De nada le sirvió, más bien al contrario, frente a la bestia nazi. Los alemanes decidieron aplicar la “solución final” a los judíos romanos. El 18 de octubre de 1943, un largo millar de ellos se hacinaban en el tren que los condujo desde el Collegio Militare hasta Auschwitz. Allí iba Luwdig Pollak con su mujer e hijos, que también cavarían tumba de humo en las nubes de Birkenau. De nada sirvió la diplomacia del Vaticano en el empeño por evitarle la shoah al amigo que un día rescatara y donase al Papa un valiosísimo cáliz medieval.
Sobre la figura del estudioso hebreo ha centrado Hans von Trotha su bien documentada novela, sirviéndose de un hábil recurso. El autor imagina que la Santa Sede, conocedora de la inminente redada de las SS, envía un emisario, el sr. K., al domicilio de Pollak para convencerlo de que se refugie con los suyos junto al Pontífice. El relato ante un monseñor de la curia sobre la fallida gestión, es el tercer elemento del discurso narrativo.
Tan sabio como ingenuo, cansado ya de la existencia, el arqueólogo judío prefiere pasar aquellas últimas horas con K., narrándole la vida, “sumergido en el torrente de sus recuerdos (pág. 80), hasta que el hombre se marcha sin conseguir el objetivo. Para recomponer la biografía del personaje, von Trotha, doctor en Filosofía, ha acudido a las mejores fuentes, entre otras: la biblioteca y archivo Pollak, conservados en el Museo Barraco de Roma (del que el israelita fue director); los diarios del mismo; el Instituto Arqueológico de Roma, con que estuvo intensamente ligado y el archivo de Göethe, dada la indeclinable devoción del protagonista por el gran romántico alemán.
Con tan ricos materiales se construye un texto que tiene tanto de ficción como de realidades históricas. De la mano de alguien con un olfato especial para percibir el aura de lo auténtico, sin intereses políticos, permite recorrer los recovecos de aquella Roma primisecular donde el arte parecía emerger por todos los rincones.
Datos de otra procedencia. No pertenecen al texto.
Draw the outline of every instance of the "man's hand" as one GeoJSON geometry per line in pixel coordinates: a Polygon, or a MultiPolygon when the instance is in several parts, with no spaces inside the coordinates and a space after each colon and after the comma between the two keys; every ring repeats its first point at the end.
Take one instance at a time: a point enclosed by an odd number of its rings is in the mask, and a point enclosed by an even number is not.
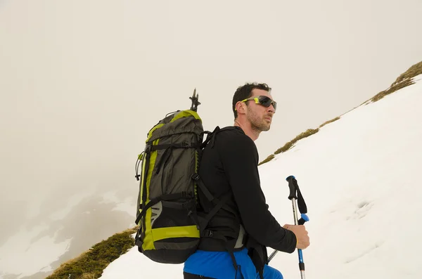
{"type": "Polygon", "coordinates": [[[296,238],[298,239],[296,248],[306,249],[308,246],[309,246],[309,237],[307,235],[307,231],[306,231],[305,226],[286,224],[283,226],[283,228],[293,231],[295,235],[296,235],[296,238]]]}

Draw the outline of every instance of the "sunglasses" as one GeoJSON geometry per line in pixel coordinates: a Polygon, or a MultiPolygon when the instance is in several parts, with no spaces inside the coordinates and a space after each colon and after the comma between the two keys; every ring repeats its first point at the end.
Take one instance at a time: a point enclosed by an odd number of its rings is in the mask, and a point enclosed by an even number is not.
{"type": "Polygon", "coordinates": [[[241,102],[247,102],[248,100],[252,100],[255,101],[255,103],[260,104],[261,105],[264,105],[264,107],[268,108],[271,105],[272,105],[273,107],[274,107],[274,110],[277,109],[277,103],[274,100],[272,100],[271,99],[269,98],[269,97],[267,97],[266,96],[258,96],[256,97],[250,97],[250,98],[248,98],[243,100],[241,100],[241,102]]]}

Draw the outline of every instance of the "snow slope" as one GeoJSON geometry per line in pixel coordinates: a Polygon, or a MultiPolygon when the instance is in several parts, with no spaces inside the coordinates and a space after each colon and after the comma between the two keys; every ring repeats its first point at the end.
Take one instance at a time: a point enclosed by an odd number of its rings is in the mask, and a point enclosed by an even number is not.
{"type": "MultiPolygon", "coordinates": [[[[285,179],[298,179],[310,218],[311,245],[303,251],[307,278],[422,277],[422,233],[415,222],[422,209],[421,79],[352,110],[260,166],[267,203],[282,225],[293,223],[285,179]]],[[[285,278],[300,278],[296,252],[279,252],[270,265],[285,278]]],[[[154,263],[134,247],[101,278],[181,278],[182,268],[154,263]]]]}

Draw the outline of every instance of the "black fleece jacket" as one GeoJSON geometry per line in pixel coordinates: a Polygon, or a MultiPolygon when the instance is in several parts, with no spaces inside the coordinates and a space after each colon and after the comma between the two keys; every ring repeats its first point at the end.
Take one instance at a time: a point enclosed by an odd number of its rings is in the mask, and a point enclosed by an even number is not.
{"type": "MultiPolygon", "coordinates": [[[[218,197],[231,189],[233,196],[226,205],[240,216],[246,233],[263,246],[288,253],[294,252],[295,234],[280,226],[266,204],[257,168],[258,153],[253,141],[236,126],[219,132],[210,143],[204,149],[199,171],[210,192],[218,197]]],[[[200,200],[206,204],[199,193],[200,200]]],[[[221,218],[234,216],[222,209],[213,219],[221,218]]],[[[229,229],[212,228],[213,219],[210,223],[211,229],[229,229]]]]}

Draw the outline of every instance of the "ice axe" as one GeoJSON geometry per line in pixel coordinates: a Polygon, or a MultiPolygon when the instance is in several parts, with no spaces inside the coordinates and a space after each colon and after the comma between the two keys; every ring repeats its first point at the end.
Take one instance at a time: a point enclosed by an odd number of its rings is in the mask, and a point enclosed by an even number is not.
{"type": "MultiPolygon", "coordinates": [[[[290,176],[286,180],[288,182],[288,188],[290,189],[290,195],[288,199],[292,201],[292,206],[293,208],[293,218],[295,220],[295,225],[303,225],[305,222],[309,221],[308,216],[306,215],[307,213],[307,208],[306,203],[303,199],[303,196],[299,189],[299,185],[298,185],[298,181],[293,176],[290,176]],[[299,212],[301,214],[300,219],[298,219],[298,207],[299,207],[299,212]]],[[[279,251],[276,250],[268,258],[268,263],[271,261],[279,251]]],[[[303,255],[302,254],[302,249],[298,249],[298,253],[299,254],[299,270],[300,271],[300,278],[305,279],[305,263],[303,262],[303,255]]]]}

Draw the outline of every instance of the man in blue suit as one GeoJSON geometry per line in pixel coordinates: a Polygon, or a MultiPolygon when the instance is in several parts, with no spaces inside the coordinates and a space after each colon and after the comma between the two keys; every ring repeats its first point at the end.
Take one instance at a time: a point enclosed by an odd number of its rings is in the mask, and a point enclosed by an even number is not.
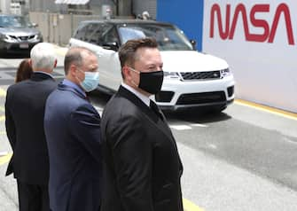
{"type": "Polygon", "coordinates": [[[90,51],[74,47],[65,57],[66,79],[48,98],[44,130],[50,157],[50,207],[54,211],[98,211],[100,116],[85,92],[98,84],[90,51]]]}

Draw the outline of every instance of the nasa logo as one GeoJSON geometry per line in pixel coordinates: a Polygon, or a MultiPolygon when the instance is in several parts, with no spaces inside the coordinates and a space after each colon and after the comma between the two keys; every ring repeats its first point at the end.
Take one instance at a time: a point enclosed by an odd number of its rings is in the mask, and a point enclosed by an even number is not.
{"type": "Polygon", "coordinates": [[[290,45],[294,44],[294,37],[293,33],[292,22],[291,22],[291,15],[290,10],[287,4],[280,4],[275,12],[273,22],[271,27],[267,20],[262,19],[257,19],[256,14],[260,12],[270,12],[270,5],[264,4],[254,4],[249,13],[250,22],[254,27],[261,27],[263,29],[263,33],[262,34],[252,34],[249,31],[249,26],[247,22],[247,14],[246,6],[243,4],[238,4],[236,8],[232,18],[232,22],[231,23],[231,4],[226,5],[226,20],[225,20],[225,28],[223,28],[223,20],[222,20],[222,14],[221,14],[221,8],[220,5],[217,4],[213,4],[211,7],[211,13],[210,13],[210,34],[209,36],[214,38],[214,30],[215,30],[215,15],[216,14],[217,18],[217,26],[219,29],[220,37],[223,40],[232,40],[234,37],[234,33],[237,26],[237,22],[238,20],[238,16],[241,13],[243,26],[245,30],[245,36],[246,41],[250,42],[268,42],[273,43],[276,31],[277,29],[278,22],[281,14],[284,14],[285,27],[286,27],[286,35],[288,43],[290,45]]]}

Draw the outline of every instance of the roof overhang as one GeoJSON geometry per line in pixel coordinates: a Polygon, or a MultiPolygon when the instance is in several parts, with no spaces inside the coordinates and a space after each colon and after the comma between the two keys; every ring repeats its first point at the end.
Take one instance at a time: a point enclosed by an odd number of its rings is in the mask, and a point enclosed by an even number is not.
{"type": "Polygon", "coordinates": [[[90,0],[56,0],[55,4],[74,4],[74,5],[84,5],[88,4],[90,0]]]}

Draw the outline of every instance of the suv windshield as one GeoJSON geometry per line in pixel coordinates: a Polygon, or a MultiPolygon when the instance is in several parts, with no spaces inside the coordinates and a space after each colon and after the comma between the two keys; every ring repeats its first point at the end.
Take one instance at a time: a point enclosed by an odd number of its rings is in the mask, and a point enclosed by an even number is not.
{"type": "Polygon", "coordinates": [[[192,46],[182,31],[172,26],[124,24],[119,27],[121,43],[143,37],[154,37],[160,51],[191,51],[192,46]]]}
{"type": "Polygon", "coordinates": [[[31,27],[32,24],[22,16],[0,16],[0,27],[31,27]]]}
Con escasa atención a los futuros líderes fascistas (Mussolini y Hitler aparecen en algunas páginas; Franco, en ninguna), se recompone una época, dorada primero, trágica después, a los ojos de un testigo excepcional.
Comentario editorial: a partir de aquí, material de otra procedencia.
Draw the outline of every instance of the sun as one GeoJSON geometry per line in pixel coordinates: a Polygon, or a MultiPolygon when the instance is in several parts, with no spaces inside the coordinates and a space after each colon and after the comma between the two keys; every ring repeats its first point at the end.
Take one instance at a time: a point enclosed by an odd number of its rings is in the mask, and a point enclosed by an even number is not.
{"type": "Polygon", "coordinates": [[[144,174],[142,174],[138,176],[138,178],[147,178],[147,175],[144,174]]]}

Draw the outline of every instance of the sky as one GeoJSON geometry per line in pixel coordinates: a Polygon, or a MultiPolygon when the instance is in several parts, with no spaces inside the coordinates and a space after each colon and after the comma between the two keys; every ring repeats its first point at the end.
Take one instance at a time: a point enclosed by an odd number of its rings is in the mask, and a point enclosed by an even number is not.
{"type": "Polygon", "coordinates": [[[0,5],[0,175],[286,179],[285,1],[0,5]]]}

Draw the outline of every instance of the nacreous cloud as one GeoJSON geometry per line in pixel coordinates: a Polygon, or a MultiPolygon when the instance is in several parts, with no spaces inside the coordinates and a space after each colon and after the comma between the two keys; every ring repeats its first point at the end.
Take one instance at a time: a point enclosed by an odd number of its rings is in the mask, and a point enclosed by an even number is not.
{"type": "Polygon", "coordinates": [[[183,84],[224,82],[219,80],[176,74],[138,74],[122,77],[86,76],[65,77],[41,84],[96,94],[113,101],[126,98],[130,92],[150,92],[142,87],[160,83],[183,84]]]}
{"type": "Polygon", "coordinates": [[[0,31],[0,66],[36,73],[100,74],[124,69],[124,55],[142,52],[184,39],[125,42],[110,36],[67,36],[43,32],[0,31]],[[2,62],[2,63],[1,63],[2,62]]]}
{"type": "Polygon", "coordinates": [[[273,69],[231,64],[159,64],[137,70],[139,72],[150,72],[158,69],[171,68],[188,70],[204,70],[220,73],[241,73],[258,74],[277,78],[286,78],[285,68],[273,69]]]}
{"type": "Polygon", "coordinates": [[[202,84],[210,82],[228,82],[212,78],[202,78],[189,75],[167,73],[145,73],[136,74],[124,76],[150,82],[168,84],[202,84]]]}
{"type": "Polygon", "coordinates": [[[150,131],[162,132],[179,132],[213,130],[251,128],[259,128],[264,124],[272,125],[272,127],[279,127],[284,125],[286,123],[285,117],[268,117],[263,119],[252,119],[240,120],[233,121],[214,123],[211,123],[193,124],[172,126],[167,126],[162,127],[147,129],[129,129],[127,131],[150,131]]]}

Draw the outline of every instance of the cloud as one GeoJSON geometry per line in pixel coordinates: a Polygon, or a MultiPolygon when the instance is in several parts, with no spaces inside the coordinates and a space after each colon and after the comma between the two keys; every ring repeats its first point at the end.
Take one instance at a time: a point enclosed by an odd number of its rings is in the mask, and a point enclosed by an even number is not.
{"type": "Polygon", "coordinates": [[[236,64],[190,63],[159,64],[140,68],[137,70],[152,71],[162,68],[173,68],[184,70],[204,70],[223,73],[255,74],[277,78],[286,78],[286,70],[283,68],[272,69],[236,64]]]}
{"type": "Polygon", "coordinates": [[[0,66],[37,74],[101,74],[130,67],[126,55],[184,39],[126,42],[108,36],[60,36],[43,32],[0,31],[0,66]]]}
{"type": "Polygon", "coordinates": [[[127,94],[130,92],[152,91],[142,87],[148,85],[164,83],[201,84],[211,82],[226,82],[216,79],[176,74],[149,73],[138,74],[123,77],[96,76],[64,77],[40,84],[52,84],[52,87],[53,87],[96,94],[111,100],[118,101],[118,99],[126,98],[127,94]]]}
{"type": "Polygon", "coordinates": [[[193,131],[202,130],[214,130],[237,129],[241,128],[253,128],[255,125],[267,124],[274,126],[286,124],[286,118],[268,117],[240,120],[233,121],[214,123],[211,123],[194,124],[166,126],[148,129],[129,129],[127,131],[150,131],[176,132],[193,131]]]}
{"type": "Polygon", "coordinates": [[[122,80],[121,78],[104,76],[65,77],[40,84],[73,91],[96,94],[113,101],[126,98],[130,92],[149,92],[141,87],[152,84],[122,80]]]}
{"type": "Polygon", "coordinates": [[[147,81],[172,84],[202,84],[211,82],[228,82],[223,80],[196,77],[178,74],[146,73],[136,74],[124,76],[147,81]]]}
“No creo que vengan a por mí”, repite Pollak, como mantra taumatúrgico ante las urgencias de K., que, menos culto, pero mucho más realista, le tiene organizada la fuga merced a algún cómplice alemán y el amparo del Papa, “protector de los judíos romanos” (pág. 102).
Laocoonte, sacerdote de Poseidón, se opuso a que en Troya entrasen el caballo –trampa, alanceándolo. Timeo Danaos et dona ferentes: Temo a los griegos, más aún si traen regalos, formuló su sospecha según Virgilio (Eneida, II). Atenea, empecinada en defender a Aquiles y los suyos, se enfadó e hizo que serpientes marinas devorasen al cauteloso y sus dos hijos. El grupo escultórico de la terrible lucha del sacerdote contra los monstruos ha pasado a la historia como “el icono prototípico de la agonía humana”.
“Estaremos a salvo mientras sigamos leyendo a Goethe. El lenguaje es lo más importante que tenemos, además del arte”, proponía Pollak, tal vez ante la sonrisa sarcástica de algún SS.
Hans von Trotha, El brazo de Pollak. Cáceres, Periférica, 2024.